The Europeans want to have it both ways with their sports, unrestrained capitalism and then this facade that everything is equal and every team has an equal shot at winning the title.
They want unrestrained capitalism - then they are getting it and money is going to find a way to win, as you say the big banks are lining up to make a run at this.
This is a noteworthy example of excellent big-picture, graphic intensive but simple, presentations via the Tifo Football series by The Athetic.
Beyond as noted in the documentary, there is yet a third vision that faces otherwise the fiercest opposition from both FIFA and UEFA - a European Super League for starters that does not involve either FIFA or UEFA.
Certainly those with the capital might feel that either cannot be trusted with their vast billions at risk, and they'd have more evidence on that front now than ever.
As we know via the failed Super League 1.0 and as explained further here, the vast billions to back such an endeavour had already been pledged in 2018, and there is plenty more at hand.
After I saw this video, I understood all the more why Infantino of FIFA behaved as he did in Qatar and even moved there early before the World Cup to behave in such feeble fashion as if a puppet.
Infantino answers to those who effectively are trying to buy FIFA, which was outlined at the beginning with the attempted coup in early 2018 via those "confidential" interests.
Now I am all for otherwise a European Super League however it is funded and that would be only with the consent of all participating sides, but for me a Super League has to be without UEFA or FIFA involved given their track record. ALL parties who are funding such a league must be fully disclosed as well.
Such an attempt was made in the spring of 2021 by fully-disclosed parties, and it was foiled of course.
If any given shell companies are used by those funding such a league, all beneficial interests must be disclosed. There cannot be any of this secret crap, which FIFA attempted to orchestrate in 2018, or there will be of course amply more corruption than is at hand already via FIFA and UEFA.
I liked the video that explained the UEFA vs FIFA battle, there is a ton of money in soccer and most of it is in Europe as the video stated. Good luck fighting UEFA and the big money leagues in Europe.
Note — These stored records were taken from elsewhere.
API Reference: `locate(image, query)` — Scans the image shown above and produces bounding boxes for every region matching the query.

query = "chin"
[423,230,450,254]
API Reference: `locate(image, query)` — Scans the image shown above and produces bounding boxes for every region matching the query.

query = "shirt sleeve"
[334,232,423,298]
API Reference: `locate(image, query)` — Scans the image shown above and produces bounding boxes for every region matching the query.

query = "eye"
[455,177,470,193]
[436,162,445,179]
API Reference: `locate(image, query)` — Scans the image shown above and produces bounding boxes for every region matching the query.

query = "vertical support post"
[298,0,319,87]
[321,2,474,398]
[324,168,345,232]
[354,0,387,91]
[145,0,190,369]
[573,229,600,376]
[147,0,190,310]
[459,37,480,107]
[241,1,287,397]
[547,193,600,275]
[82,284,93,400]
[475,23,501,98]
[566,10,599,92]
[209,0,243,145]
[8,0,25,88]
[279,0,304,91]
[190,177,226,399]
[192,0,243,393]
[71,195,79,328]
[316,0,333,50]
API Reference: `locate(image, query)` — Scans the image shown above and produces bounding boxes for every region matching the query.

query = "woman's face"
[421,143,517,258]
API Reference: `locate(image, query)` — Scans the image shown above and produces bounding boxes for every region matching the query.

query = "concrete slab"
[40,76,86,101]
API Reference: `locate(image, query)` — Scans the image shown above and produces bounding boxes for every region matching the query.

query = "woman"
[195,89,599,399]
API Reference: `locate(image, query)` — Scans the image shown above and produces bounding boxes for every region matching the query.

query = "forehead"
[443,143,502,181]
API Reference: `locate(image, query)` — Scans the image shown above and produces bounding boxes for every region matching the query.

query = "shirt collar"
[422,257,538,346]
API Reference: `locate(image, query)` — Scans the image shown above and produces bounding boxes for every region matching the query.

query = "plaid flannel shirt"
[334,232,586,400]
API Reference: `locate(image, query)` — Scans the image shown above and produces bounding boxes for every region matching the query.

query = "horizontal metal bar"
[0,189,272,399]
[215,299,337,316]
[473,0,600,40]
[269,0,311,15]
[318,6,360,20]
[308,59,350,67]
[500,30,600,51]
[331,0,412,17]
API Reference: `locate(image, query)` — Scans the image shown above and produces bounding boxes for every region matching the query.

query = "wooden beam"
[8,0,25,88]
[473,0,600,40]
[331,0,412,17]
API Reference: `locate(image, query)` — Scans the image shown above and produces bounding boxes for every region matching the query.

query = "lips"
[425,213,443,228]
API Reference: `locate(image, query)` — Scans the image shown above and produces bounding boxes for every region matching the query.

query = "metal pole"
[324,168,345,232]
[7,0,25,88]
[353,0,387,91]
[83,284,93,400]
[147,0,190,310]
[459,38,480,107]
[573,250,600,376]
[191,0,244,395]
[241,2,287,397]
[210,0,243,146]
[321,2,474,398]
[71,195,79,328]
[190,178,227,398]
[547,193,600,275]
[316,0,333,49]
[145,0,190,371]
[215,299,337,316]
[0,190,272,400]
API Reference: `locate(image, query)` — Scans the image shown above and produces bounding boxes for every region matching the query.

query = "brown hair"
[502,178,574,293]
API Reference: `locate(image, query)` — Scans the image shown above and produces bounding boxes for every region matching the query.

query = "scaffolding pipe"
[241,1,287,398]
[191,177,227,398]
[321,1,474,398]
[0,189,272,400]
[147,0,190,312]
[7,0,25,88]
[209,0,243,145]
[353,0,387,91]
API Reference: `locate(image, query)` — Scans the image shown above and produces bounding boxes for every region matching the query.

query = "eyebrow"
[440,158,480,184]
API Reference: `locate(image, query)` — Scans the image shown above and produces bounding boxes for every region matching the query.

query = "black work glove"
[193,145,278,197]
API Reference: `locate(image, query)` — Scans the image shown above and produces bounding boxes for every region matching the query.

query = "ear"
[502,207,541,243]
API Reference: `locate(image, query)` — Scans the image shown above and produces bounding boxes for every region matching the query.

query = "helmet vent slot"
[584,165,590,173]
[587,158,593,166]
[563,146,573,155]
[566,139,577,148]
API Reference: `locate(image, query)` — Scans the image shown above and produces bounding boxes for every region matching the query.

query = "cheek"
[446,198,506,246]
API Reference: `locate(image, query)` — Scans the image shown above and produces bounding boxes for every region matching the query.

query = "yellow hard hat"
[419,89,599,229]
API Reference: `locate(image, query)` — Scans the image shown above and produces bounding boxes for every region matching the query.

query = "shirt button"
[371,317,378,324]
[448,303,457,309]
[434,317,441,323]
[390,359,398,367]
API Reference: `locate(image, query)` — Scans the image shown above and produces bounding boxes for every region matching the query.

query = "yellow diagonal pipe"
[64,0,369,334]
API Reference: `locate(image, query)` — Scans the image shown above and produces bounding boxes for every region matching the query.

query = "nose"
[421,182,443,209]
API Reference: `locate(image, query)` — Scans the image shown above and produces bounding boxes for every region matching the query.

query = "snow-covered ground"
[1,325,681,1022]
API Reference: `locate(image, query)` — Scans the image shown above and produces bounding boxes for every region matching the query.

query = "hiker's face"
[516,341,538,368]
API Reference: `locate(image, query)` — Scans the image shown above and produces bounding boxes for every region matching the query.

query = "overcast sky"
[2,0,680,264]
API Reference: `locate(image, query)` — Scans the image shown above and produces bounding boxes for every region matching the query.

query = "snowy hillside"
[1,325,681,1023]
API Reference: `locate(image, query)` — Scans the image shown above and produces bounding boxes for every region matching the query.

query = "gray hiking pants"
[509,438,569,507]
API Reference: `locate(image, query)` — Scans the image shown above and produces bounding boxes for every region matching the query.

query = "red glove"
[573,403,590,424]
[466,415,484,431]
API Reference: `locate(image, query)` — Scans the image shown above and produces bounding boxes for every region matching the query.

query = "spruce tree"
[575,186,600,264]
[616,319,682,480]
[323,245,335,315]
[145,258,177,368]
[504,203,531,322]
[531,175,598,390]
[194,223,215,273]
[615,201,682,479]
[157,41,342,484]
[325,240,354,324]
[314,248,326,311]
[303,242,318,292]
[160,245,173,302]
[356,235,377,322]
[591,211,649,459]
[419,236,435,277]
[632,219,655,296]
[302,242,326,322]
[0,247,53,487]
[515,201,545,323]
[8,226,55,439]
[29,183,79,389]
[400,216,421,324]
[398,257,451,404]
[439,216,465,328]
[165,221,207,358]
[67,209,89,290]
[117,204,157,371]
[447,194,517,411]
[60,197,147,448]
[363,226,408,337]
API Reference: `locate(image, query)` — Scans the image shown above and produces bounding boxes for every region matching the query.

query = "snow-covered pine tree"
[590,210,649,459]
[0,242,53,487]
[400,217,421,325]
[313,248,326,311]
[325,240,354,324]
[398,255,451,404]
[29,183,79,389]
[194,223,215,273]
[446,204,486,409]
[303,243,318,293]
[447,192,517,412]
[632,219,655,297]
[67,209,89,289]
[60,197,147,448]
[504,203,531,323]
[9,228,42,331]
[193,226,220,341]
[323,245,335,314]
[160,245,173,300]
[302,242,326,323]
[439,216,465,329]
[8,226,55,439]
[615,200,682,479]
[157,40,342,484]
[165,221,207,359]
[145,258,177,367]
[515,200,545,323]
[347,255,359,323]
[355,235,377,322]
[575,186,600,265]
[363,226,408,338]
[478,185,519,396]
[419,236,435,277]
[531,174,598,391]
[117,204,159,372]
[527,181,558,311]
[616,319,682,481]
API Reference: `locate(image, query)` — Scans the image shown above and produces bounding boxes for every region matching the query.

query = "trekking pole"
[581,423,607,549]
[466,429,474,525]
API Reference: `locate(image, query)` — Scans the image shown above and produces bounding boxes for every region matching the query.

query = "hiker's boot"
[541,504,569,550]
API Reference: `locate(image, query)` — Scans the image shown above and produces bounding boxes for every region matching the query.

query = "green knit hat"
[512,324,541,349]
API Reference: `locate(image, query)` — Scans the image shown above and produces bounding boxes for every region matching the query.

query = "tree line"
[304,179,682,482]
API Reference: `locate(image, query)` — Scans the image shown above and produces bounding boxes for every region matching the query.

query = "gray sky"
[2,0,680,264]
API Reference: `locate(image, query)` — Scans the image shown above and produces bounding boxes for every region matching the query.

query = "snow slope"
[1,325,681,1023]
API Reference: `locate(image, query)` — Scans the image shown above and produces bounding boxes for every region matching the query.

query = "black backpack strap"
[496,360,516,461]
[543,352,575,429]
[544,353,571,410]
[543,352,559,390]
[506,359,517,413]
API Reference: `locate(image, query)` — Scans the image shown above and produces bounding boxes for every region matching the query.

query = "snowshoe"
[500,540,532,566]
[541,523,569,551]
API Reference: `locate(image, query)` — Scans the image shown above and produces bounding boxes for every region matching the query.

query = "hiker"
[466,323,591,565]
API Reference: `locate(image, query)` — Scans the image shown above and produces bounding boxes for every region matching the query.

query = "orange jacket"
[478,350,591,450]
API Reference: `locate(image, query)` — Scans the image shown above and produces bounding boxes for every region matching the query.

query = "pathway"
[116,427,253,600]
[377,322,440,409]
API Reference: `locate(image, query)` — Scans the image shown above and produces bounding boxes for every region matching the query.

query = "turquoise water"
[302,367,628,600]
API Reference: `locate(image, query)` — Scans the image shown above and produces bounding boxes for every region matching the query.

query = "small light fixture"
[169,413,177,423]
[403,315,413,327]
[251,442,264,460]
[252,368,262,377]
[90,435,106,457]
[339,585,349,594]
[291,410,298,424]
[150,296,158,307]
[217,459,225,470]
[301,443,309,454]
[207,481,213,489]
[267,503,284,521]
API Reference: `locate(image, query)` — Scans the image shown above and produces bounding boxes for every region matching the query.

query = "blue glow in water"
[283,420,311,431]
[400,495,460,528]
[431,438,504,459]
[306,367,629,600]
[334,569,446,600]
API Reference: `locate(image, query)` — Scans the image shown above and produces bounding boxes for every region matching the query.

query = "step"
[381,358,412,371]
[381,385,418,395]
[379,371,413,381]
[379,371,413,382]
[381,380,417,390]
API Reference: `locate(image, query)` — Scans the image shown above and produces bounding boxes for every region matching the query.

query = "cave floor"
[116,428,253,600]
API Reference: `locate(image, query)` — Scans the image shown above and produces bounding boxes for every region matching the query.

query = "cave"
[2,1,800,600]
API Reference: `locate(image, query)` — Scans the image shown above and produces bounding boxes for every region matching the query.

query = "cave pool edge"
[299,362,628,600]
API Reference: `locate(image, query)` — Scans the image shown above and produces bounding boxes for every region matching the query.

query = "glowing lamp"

There might be clubs in the USA, Africa, China and South America but none of them have any following that approaches what there is in Europe.
I love how FIFA tried to keep everything hidden about where the money was coming from. That is such a sneaky dirty sleazy thing, which is par for the course for anything associated with FIFA.
There's also this reality in the global game for sake of the massively growing interest in the US and in Canada.
If you want to meet some angry fools, talk to the rotten lot of otherwise decent MLS fans, who mysteriously hate Premier League fans and fans of other leagues though we have been here all our lives even before MLS. Trash. There's also heavy cross-over with other objectionable views by this same lot.
Not that NBC or Fox see the big picture as CBS sure does, but MLS is second-tier and that's not going to change for the game on the ground or for even broadcast viewership.
Unreal mistake here given the mammoth price tag and that is after all those costs of litigation and settlement with the City of Saint Louis for sake of moving the team!
Sources close to the 2026 organising committee say in order to comply with Fifa’s regulations, the width of the field would have to be increased — possibly by as much as 63ft — which would mean removing some of the seats close to the pitch and raising the playing surface.
Fifa normally expects a stadium that can hold at least 80,000 people for the final, but losing seats would reduce the capacity of the SoFi Stadium to below 70,000, which may prove a step too far.